The alleged father, Narajan Singh, moved for a change of venue to Imperial County, where he resided, and demurred to the complaint on the ground it failed to state facts sufficient to constitute a cause of action. The Los Angeles Superior Court granted the motion for change of venue, ordered the order to show cause off calendar without prejudice to plaintiff's right to apply for a new hearing date in Imperial County, and did not rule on the demurrer.

The file was transferred to Imperial County where the court eventually sustained the demurrer without leave to amend and dismissed the action. The appeal is taken from the judgment of dismissal and raises the propriety of the court's ruling sustaining the general demurrer without leave to amend. (Lavine v. Jessup, 48 Cal. 2d 611, 614 [311 P.2d 8].) [21 Cal. App. 3d 872]

From the outset the defendant has erroneously maintained the complaint fails to state facts sufficient to constitute a cause of action because it alleges the minor child whose paternity it seeks to establish was born in 1956, approximately 14 years before the complaint was filed. Citing cases holding a complaint which shows on its face a long, unexplained delay in bringing the action is subject to a general demurrer for laches (Kleinclaus v. Dutard, 147 Cal. 245, 250 [81 P. 516]; Seculovich v. Morton, 101 Cal. 673, 677 [36 P. 387]; Bell v. Hudson, 73 Cal. 285, 289-290 [14 P. 791]; Williams v. International Longshoremen's & Warehousemen's Union, 172 Cal. App. 2d 84, 86 [341 P.2d 729]), he prevailed upon the trial court to sustain his general demurrer without leave to amend.
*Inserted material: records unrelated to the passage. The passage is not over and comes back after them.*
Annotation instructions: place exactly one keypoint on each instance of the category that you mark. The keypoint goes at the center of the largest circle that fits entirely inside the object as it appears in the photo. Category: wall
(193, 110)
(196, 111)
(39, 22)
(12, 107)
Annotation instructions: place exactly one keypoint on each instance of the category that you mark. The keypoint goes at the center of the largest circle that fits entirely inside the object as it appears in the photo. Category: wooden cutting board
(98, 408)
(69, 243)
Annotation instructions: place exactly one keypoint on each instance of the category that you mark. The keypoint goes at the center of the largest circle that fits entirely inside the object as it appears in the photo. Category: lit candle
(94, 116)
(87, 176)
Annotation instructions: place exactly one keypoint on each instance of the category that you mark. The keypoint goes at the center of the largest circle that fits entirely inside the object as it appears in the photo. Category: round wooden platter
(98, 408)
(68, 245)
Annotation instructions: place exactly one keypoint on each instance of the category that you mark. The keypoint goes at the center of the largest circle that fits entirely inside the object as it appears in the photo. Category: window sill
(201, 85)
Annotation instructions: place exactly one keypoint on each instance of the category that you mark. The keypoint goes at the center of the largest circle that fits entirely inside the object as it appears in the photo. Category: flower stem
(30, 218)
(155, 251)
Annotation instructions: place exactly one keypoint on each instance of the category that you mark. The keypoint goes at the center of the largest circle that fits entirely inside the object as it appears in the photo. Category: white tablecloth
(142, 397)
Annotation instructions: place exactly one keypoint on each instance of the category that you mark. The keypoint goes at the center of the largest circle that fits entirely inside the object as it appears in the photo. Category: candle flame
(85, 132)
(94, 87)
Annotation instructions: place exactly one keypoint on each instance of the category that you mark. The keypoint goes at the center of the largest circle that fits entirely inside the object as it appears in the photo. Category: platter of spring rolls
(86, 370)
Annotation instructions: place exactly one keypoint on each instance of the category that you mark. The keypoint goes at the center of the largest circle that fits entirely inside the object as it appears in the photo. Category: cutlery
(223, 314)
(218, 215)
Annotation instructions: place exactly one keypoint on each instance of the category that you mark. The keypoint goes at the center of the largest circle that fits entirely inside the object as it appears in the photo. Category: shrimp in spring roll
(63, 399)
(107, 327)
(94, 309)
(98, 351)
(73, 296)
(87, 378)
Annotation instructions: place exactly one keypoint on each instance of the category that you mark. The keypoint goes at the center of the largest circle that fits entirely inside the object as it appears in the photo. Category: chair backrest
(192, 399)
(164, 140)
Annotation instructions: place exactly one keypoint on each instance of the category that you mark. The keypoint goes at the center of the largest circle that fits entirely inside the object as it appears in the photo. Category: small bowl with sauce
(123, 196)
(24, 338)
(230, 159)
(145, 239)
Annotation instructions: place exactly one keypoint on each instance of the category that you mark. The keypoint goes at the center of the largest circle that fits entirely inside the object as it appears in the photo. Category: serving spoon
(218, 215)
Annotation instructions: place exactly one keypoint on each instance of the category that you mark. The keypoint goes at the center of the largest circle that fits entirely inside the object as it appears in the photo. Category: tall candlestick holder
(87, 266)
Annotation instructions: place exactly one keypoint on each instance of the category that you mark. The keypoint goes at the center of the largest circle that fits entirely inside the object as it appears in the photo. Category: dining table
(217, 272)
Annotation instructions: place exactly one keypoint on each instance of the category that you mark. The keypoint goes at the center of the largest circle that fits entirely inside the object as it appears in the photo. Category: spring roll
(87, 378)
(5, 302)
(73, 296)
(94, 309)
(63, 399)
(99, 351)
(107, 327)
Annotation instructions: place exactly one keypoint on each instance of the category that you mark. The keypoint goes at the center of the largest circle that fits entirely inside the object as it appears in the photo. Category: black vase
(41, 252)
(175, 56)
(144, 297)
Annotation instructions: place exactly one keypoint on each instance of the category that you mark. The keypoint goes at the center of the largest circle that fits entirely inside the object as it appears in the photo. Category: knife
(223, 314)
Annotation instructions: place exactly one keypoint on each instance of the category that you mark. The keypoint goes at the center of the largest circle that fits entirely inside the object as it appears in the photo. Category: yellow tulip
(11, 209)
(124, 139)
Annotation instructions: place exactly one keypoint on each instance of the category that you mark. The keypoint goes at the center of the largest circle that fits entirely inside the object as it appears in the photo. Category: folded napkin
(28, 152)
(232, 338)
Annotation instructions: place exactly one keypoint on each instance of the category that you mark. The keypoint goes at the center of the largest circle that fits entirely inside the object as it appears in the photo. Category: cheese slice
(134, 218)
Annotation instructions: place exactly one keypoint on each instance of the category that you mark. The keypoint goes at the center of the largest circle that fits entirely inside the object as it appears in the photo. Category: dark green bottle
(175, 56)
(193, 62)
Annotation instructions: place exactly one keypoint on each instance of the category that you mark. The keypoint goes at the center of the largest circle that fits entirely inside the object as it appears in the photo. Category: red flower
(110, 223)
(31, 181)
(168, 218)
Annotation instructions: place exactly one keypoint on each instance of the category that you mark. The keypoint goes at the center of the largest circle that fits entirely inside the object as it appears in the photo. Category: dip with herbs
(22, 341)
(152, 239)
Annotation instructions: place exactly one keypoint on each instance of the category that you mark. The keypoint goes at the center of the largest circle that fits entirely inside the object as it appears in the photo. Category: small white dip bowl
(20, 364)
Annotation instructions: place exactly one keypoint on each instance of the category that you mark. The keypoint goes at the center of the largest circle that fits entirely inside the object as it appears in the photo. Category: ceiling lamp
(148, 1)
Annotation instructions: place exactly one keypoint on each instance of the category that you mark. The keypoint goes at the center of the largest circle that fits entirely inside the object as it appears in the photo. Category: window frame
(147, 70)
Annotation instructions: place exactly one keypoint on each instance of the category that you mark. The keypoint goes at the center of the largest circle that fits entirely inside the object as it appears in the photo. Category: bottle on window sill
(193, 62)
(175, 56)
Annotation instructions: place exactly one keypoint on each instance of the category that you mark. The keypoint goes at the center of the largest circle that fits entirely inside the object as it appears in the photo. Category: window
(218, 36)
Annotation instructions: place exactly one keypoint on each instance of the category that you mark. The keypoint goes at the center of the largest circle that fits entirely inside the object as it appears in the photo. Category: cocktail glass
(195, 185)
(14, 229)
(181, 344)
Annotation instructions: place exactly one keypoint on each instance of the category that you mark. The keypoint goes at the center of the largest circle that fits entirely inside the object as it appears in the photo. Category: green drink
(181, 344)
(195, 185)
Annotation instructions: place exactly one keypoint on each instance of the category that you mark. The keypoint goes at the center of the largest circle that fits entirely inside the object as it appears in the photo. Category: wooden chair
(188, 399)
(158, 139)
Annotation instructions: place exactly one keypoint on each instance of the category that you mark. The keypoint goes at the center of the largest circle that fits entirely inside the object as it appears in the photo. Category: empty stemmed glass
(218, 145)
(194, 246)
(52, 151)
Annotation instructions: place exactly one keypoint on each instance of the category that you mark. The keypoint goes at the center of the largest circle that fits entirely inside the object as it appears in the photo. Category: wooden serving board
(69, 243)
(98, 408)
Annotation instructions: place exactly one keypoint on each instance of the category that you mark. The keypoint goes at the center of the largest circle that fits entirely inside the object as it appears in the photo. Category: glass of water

[1] The rule enunciated in the cases defendant relies upon is not applicable to the complaint under consideration here. Unlike the defense of the statute of limitations, which may be invoked in either a legal or equitable action, the defense of laches can be asserted only in equity (Brownrigg v. deFrees, 196 Cal. 534, 539 [238 P. 714]; Smith v. City of Los Angeles, 66 Cal. App. 2d 562, 586 [153 P.2d 69]). An action to establish paternity and to obtain support raises legal, not equitable issues (Myers v. Harrington, 70 Cal. App. 680, 689 [234 P. 412]; Kyne v. Kyne, 38 Cal. App. 2d 122, 133 [100 P.2d 806]). Laches may not be asserted as a bar to a legal action.

Moreover, an action to establish the paternity of an illegitimate child and to obtain support for the child is brought by the mother on behalf of the child (Civ. Code, § 196a). In such an action, the child is the real party in interest, and the statute of limitations on the paternity aspect of the case is tolled during the minority of the child (Van Buskirk v. Todd, 269 Cal. App. 2d 680, 689 [75 Cal.Rptr. 280]). The obligation of a father to support his child, whether legitimate or illegitimate, is a continuing duty against which the statute of limitations does not run during the time the child needs such support (Fernandez v. Aburrea, 42 Cal. App. 131, 132 [183 P. 366]). The result would be no different if the complaint were considered to raise equitable issues. Since the action is brought on the child's behalf, and all benefits derived from it would belong to the child, laches could not be imputed to her during her minority in any event (Patterson v. Patterson, 102 Ariz. 410 [432 P.2d 143, 148]; 27 Am.Jur.2d, Equity, § 168, p. 712).

The complaint states a cause of action. The trial court abused its discretion in sustaining the demurrer without leave to amend and in ordering a judgment of dismissal.

The judgment of dismissal is reversed. The trial court is directed to make [21 Cal. App. 3d 873] and enter an order overruling the demurrer and permitting the defendant to answer the complaint within a reasonable time.

Brown (Gerald), P. J., and Coughlin, J., concurred.